Authors: M. Martin
Then the door closes behind me as I take the first few steps back into my life. The narrow hallways retreat to the dark elevator that conceals my tears and into the lobby that’s buzzing with laughter, conversations, and music. The walls strewn with rich artwork appears monochromatic in my misery and seems to boo my soul as I retreat. My head turns in every direction hoping to catch a glimpse of him anywhere in the lobby, but alas, nothing. As I stand on the curb where it is I belong and queue for a taxi, I begin to contemplate what is yet to come. The second front of this campaign of betrayal awaits my contrition.
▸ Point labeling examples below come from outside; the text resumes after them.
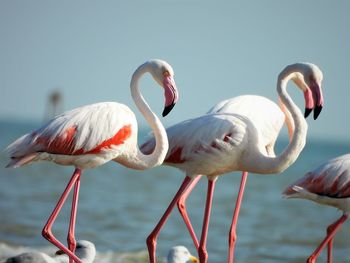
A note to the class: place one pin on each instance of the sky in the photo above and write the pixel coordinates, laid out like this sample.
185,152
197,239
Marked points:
218,49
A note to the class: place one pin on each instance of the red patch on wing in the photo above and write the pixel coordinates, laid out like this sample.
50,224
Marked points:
175,156
119,138
64,144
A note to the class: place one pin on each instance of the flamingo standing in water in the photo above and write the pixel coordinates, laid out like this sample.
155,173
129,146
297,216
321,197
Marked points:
92,135
329,184
238,135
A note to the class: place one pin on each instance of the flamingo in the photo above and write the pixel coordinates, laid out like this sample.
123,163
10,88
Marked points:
329,184
92,135
239,138
85,250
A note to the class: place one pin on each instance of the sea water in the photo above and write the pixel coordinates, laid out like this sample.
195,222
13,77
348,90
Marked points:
118,208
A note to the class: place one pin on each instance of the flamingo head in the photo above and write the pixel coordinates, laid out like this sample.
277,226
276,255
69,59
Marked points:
163,74
180,254
308,77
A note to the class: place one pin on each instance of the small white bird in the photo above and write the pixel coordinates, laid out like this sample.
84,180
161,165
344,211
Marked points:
180,254
329,184
85,250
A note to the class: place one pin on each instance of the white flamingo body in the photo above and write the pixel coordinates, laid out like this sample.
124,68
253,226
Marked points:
329,184
85,137
237,135
269,118
92,135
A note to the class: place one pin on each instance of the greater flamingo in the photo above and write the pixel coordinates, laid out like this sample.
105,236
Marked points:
85,250
329,184
92,135
239,138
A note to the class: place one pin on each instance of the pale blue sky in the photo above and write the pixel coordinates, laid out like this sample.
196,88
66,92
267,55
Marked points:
218,49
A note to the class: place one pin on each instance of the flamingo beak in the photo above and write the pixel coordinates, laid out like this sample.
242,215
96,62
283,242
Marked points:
313,100
318,98
170,94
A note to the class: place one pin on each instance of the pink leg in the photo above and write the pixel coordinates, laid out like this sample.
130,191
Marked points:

The taxi driver arrives with a full holiday garland strewn across the dashboard. He’s wearing a Santa hat that he holds on tight during speedy turns, even in the ice. The buildings seem to weep as they rise around me, and I contemplate what is to come at home and how I’ll probably have to find a place to at least temporarily stay until I sort out exactly what’s happening and where I’m going. I close my eyes and wonder if perhaps this is all a dream. I imagine the hate I will see in Matt’s eyes, the hurt as he screams in our Christmas-tree-filled apartment as Billy lingers in rare silence watching his young world fall to pieces. I imagine the hurt Matt must feel as he sat at home maintaining our life while I was with this David the entire time during all those weeks away.
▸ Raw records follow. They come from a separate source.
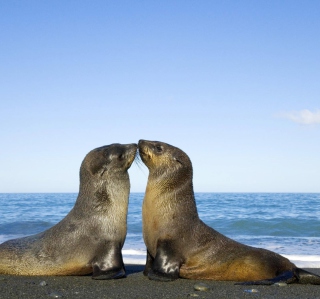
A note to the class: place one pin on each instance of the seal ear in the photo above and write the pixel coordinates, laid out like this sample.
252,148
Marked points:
96,165
178,160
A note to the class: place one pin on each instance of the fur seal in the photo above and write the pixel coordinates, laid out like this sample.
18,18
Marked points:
179,244
90,238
The city is immersed in Christmas. Lines form outside shops, even in the Lower East Side. Gramercy Park feels farther and farther away crossing the East River.
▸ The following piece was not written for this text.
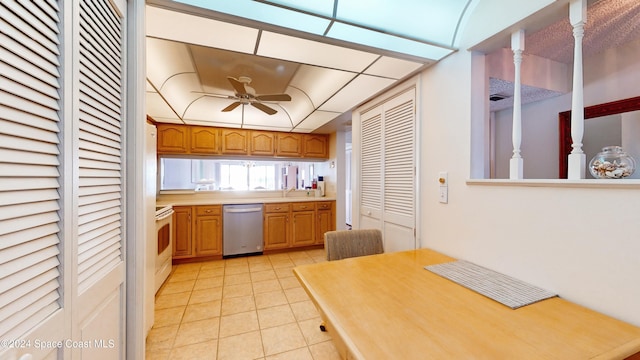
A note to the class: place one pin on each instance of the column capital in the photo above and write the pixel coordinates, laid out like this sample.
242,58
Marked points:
578,12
As the driver takes my exit and rounds our street, I yell for him to stop. I notice a light snow begins to fall once again.
“This is fine,” I say.
“Are you sure? It’s pretty cold out there,” he says, looking at me with his black Italian eyes through the rearview mirror.
“No, I’ll be fine. I don’t mind,” I say with as much of a smile as I can muster.
“And messy with that bag of yours,” he continues.
“No, I really don’t care … plus, I feel like walking.”
I open the cab door and stand on a deserted street corner where wiser people have long since retreated to their happy homes. I need the time to figure out what exactly I will say to Matt, if he’s even there. Should I be honest and explain how I feel, or should I be sensitive and just let things be the way they are as we come to some sort of agreement to separate?
I begin walking into the snow that falls against me. I take each step carefully as the wheels of my bag struggle between the ice and softer snow. There’s a magical stillness to the air upon snowfall; sound no longer travels freely, and we hear the mechanical sounds of our own morality from our heartbeats to our own inhale and exhale.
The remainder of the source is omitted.